Bozoğlu'nun açıklamalarından satır başları şöyle: 

  • Alpu termik santrali Eskişehir il merkezine 32 kilometre, Tepebaşı ilçe merkezine 25 kilometre, Gündüzler Mahallesi’ne 5 kilometre, Kozlubel Mahallesi’ne 3 kilometre ve Beyazaltın Mahallesi’ne 1,5 kilometre mesafede yer alacak. Yani yerleşim yerlerine oldukça yakın bir bölgede yapılması planlanıyor.
  • Alpu termik santrali Eskişehir’de kentin en verimli topraklarında kurulacak. Bu tesis ile birlikte tarımsal üretimde büyük bir maddi kayıp yaşanacak. Tarım alanlarını, kömür sahaları ve kül depolama atık sahalarına çevirecekler. Bu da zaten dışa bağımlı tarım politikalarının daha da zarar göreceği anlamına geliyor.
  • Bu tesis üniversite ve havalimanına da çok yakın. Gençlerin partikül madde, kükürt dioksit gibi zehirli kanserojen etkili gazlardan etkileneceğini söyleyebiliriz.

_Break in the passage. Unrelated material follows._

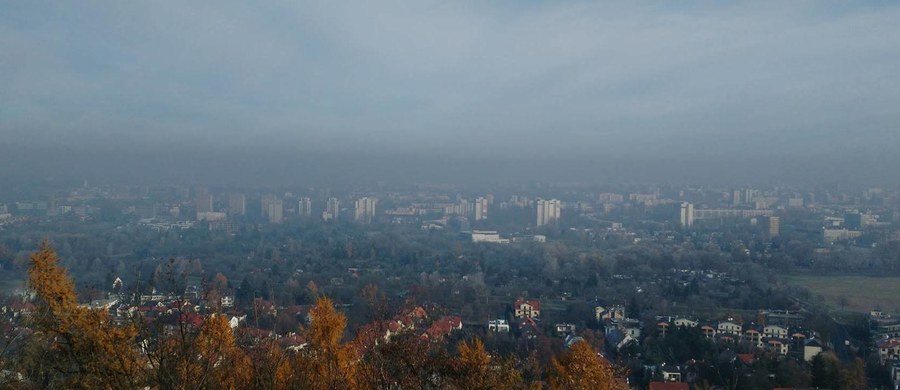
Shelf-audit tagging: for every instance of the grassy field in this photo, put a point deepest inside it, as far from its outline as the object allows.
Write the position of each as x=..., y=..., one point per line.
x=862, y=293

  • Kimileri bu tesisin çok teknolojik olacağını söylüyor ama şunu açıkça vurgulamak lazım dünyadaki en geri teknoloji termik santrallerdir. Bu teknolojide sadece baca gazı sistemleri değiştirilerek yenilenme süreci yürütülmekte. Bu nedenle de müthiş bir teknoloji olduğu, kirli bir teknoloji olmadığı yönündeki söylemler bilimsel gerçeği yansıtmıyor. Bunlar algı oluşturma amacıyla söylenen ifadeler. Dolayısıyla Türkiye’nin nadir havası temiz olan bölgelerinden birisinin daha havasının kirletilmesi riski ile karşı karşıyayız. Burada  kapalı ocak kömür madenciliği gerçekleştirilecek. Hem kömür hem kül depolanacak hem de bacasından gaz çıkacak ve tüm bunlar ciddi kirliliğe neden olacak.

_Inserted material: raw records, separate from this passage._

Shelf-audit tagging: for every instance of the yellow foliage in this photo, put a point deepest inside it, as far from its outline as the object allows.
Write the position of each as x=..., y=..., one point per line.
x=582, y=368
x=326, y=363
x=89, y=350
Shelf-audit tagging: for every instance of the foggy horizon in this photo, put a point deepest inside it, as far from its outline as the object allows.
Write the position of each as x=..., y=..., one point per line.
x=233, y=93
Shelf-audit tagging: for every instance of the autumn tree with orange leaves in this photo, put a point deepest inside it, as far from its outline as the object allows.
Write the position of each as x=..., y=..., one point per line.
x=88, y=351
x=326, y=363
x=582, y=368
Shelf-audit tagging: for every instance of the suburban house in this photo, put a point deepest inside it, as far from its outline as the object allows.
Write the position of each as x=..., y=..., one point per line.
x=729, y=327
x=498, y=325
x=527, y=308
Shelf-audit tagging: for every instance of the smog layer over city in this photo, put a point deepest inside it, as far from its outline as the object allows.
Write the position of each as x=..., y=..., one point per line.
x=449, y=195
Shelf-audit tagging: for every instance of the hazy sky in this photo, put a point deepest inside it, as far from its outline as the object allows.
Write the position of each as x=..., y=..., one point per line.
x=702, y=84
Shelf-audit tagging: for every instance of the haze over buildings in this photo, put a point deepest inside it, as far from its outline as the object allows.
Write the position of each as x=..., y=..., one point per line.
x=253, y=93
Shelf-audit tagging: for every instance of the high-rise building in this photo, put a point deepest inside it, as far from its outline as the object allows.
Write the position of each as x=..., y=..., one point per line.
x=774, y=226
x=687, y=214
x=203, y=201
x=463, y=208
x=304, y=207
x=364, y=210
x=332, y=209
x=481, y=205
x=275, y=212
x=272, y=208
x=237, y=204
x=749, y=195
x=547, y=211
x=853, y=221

  • Projenin Çevresel Etki Değerlendirme (ÇED) olumlu kararı henüz çıkmadı. 26 Ocak’tan sonra ihalesi yapılacak. ÇED başvuru dosyasından ÇED sürecinin Çevre ve Şehircilik Bakanlığı tarafından nasıl kabul edildiğine şaşırdık. Aslında baştan ölü doğmuş bir proje çünkü çevre planları değişmeden, bölge enerji üretim alanı olarak belirlenmeden ÇED başvuru dosyası kabul edilmiş. Yani Çevre Düzeni Planı’na uygun olmayan bir planlama ile karşı karşıyayız. Normalde Bakanlığın bu uygunsuzlukları görüp proje dosyasını reddetmesi gerekirdi.

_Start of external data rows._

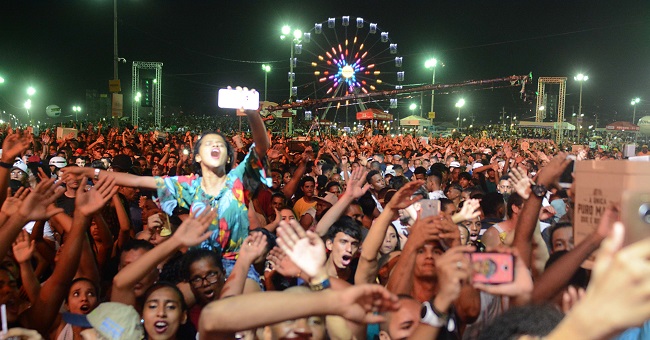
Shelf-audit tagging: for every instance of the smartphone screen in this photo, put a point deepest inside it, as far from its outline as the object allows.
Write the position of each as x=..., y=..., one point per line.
x=429, y=208
x=493, y=268
x=236, y=99
x=635, y=216
x=566, y=179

  • Çıkan sera gazları tüm dünyayı olumsuz etkiliyor. Paris Antlaşması’ndan bu yana dünyada yüzde 1’lik bir sera gazı emisyon artışı olduğunu görüyoruz. Yani dünyadaki karbondioksit miktarı artmaya devam ediyor. Türkiye bu duruma belki mevcuttaki tesisleriyle çok fazla katkı sağlamıyor gibi görünse de Çanakkale, Zonguldak, Eskişehir ve Akdeniz bölgesinde planlanan termik santraller ile dünyanın bu krizine çok ciddi katkı sunmaya devam edecek. Bu da tabii bize kuraklık, susuzluk, afetler, maddi ve manevi sorunlar olarak dönecek. Yapılması planlanan termik santral projesi Türkiye’nin 2013 İklim Değişikliği Stratejisi ve Eylem Planı ile de uyumlu değil.
  • Dünya Sağlık Örgütü, PM10 değerinin yılda 35 gün aşılması durumunda önlem alınması gerektiğini bildiriyor. Yani Eskişehir’in havası tertemiz. Eskişehirliler eğer kanser olmak istemiyorsa bu termik santrale engel olmalı.